Over millennia, farmers around the world devised many on-farm methods for selecting and storing the best seed for future plantings. In the nineteenth century, these seed keeping tasks began to move off the farm, slowly at first but then more dramatically. Government plant breeders and private seed companies took on the tasks of maintaining varieties and selecting seeds for sale.

Today, seed keeping on farms is undertaken only by growers who exist outside the agricultural mainstream either by necessity or by choice, such as subsistence farmers or allotment growers. Although this change brought about gains in productivity, it also generated new concerns. When farmers stopped selecting and storing seed, the diversity of crops in cultivation dwindled.
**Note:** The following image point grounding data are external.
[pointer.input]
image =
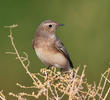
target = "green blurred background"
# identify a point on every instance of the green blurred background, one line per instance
(86, 35)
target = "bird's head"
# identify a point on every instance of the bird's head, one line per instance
(49, 26)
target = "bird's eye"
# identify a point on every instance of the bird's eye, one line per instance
(50, 25)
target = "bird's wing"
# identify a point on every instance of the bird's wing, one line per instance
(60, 47)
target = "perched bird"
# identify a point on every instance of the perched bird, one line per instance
(49, 48)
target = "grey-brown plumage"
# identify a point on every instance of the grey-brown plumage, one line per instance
(49, 48)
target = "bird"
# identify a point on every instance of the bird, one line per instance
(49, 48)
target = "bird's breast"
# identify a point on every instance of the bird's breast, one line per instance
(51, 57)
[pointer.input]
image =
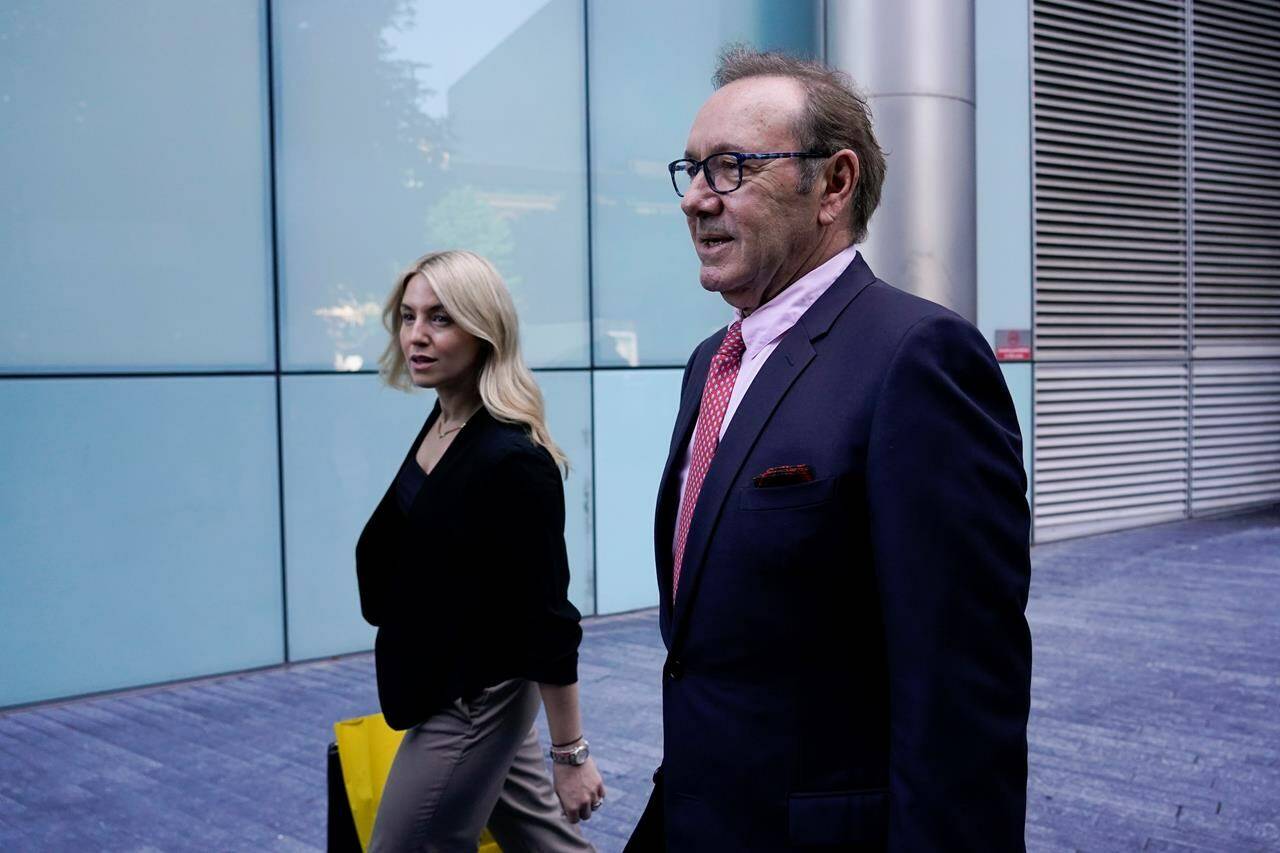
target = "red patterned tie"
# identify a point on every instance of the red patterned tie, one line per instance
(716, 393)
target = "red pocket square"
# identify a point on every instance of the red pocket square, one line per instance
(784, 475)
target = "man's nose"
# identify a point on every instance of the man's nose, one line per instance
(699, 197)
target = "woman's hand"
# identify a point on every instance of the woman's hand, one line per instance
(580, 789)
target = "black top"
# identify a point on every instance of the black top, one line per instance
(408, 483)
(470, 585)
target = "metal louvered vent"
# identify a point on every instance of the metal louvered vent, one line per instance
(1110, 181)
(1110, 447)
(1237, 177)
(1237, 434)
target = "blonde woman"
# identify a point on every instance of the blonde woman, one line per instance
(464, 571)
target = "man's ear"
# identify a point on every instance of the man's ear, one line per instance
(839, 181)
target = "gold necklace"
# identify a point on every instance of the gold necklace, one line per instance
(439, 425)
(442, 433)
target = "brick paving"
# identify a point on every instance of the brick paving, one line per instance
(1155, 720)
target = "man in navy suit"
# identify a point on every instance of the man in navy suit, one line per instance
(841, 528)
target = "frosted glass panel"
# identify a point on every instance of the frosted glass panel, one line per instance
(635, 411)
(344, 438)
(410, 127)
(649, 308)
(138, 532)
(133, 229)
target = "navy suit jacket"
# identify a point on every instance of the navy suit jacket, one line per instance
(849, 662)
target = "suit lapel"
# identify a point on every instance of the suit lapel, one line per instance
(771, 384)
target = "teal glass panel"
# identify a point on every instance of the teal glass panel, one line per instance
(138, 532)
(1018, 377)
(406, 127)
(1002, 128)
(133, 231)
(649, 308)
(635, 411)
(344, 438)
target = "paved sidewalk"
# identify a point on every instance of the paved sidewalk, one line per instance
(1155, 721)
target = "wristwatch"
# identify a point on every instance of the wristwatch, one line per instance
(575, 757)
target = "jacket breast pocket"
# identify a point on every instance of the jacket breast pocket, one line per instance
(784, 497)
(839, 817)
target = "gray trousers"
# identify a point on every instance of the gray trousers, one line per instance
(474, 763)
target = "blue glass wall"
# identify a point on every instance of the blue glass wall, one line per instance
(205, 208)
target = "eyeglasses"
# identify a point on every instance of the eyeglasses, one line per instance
(723, 169)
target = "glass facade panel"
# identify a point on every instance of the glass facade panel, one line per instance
(649, 308)
(140, 543)
(133, 150)
(411, 127)
(635, 411)
(344, 438)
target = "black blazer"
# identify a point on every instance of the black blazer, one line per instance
(470, 588)
(849, 664)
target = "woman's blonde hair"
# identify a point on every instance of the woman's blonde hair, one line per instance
(475, 296)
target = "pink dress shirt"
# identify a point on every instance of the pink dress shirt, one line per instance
(763, 331)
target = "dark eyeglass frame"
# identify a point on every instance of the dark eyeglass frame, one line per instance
(693, 167)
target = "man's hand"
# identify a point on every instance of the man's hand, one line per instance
(580, 789)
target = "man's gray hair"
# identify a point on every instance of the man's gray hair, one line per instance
(833, 117)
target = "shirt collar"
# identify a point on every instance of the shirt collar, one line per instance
(773, 319)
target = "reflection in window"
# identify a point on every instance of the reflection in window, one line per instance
(408, 127)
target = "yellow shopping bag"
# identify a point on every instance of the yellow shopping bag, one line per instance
(366, 747)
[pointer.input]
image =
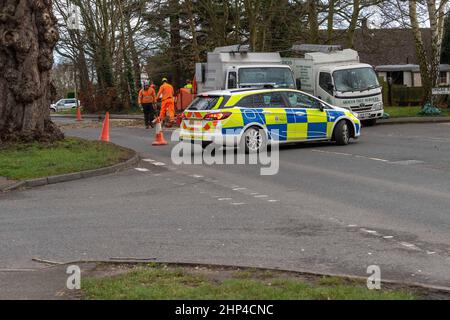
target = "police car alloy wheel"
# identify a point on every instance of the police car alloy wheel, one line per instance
(342, 133)
(253, 140)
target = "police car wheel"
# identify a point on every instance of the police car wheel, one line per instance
(253, 140)
(342, 133)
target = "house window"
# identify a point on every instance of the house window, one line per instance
(443, 77)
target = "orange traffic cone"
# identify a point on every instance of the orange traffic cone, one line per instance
(79, 114)
(159, 138)
(104, 136)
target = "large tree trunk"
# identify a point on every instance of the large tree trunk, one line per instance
(28, 35)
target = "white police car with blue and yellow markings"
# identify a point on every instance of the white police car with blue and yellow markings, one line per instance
(253, 118)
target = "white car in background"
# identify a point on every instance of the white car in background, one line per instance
(64, 104)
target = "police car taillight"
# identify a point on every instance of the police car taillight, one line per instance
(217, 116)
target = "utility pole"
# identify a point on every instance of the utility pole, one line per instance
(73, 24)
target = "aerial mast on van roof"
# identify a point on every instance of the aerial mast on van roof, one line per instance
(316, 48)
(237, 48)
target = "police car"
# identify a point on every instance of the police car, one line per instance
(254, 118)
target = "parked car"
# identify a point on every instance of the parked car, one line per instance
(64, 104)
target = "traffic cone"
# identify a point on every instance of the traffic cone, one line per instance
(159, 138)
(104, 136)
(79, 114)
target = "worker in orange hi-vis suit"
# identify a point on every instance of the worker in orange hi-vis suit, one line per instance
(166, 93)
(147, 99)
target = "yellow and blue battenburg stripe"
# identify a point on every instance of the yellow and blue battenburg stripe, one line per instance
(284, 124)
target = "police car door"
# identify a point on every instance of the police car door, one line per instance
(274, 111)
(317, 119)
(297, 120)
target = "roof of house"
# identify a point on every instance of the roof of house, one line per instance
(381, 46)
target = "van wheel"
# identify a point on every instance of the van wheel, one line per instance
(253, 140)
(342, 133)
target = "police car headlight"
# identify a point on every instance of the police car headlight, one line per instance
(377, 106)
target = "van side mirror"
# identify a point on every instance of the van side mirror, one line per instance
(330, 87)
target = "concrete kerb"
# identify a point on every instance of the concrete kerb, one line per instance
(405, 120)
(129, 261)
(75, 175)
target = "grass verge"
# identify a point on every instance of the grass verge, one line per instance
(156, 282)
(398, 112)
(34, 160)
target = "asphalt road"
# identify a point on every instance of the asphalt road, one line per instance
(383, 200)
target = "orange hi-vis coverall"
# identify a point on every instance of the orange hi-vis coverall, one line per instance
(167, 105)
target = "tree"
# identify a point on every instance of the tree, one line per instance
(429, 62)
(28, 36)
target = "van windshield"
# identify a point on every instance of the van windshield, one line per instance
(359, 79)
(204, 103)
(260, 76)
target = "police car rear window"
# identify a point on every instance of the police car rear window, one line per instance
(204, 103)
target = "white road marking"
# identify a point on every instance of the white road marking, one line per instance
(409, 245)
(368, 231)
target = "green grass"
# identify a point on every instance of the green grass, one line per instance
(34, 160)
(397, 112)
(166, 283)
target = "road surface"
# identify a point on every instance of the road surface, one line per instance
(383, 200)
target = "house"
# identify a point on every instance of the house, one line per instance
(409, 74)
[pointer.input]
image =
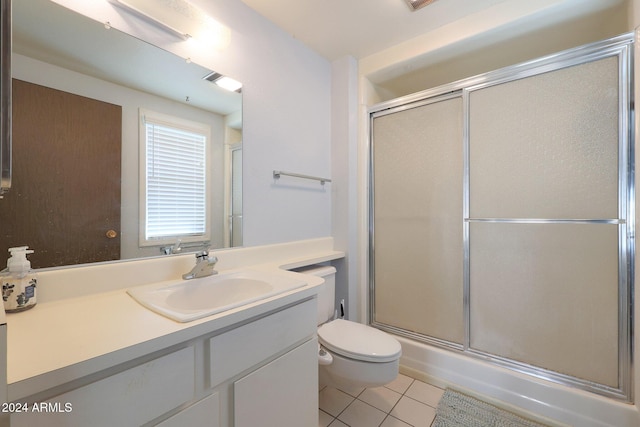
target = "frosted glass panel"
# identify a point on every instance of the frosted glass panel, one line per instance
(547, 146)
(547, 295)
(418, 167)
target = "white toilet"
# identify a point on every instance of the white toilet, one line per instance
(351, 354)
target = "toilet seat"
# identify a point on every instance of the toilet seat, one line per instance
(358, 341)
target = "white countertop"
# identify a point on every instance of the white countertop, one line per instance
(66, 339)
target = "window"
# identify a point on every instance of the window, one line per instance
(174, 176)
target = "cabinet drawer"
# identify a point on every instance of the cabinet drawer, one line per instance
(128, 398)
(248, 345)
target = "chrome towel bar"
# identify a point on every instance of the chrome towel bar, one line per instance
(277, 174)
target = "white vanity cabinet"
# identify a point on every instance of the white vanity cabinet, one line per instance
(264, 367)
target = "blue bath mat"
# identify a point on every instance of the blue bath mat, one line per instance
(459, 410)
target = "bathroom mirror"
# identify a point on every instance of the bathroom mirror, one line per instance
(63, 58)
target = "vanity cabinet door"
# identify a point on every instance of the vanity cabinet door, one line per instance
(283, 393)
(235, 351)
(204, 413)
(129, 398)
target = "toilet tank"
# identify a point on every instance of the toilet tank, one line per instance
(327, 295)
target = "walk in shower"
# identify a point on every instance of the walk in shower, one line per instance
(502, 217)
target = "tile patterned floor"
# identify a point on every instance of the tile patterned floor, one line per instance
(403, 403)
The talk will explore how this ultimately gave rise to a novel form of seed keeping, the seed bank, tasked with ensuring the possibility of good seed well into the future.

Helen Anne Curry

Keynote speaker Helen is Peter Lipton Senior Lecturer in the Department of History and Philosophy of Science at the University of Cambridge.

A historian of recent science and technology, she is particularly interested in the entangled histories of modern biology and biotechnology, industrial agriculture and environmental change. She is currently writing a book on the history of efforts to conserve dignity in agricultural crops.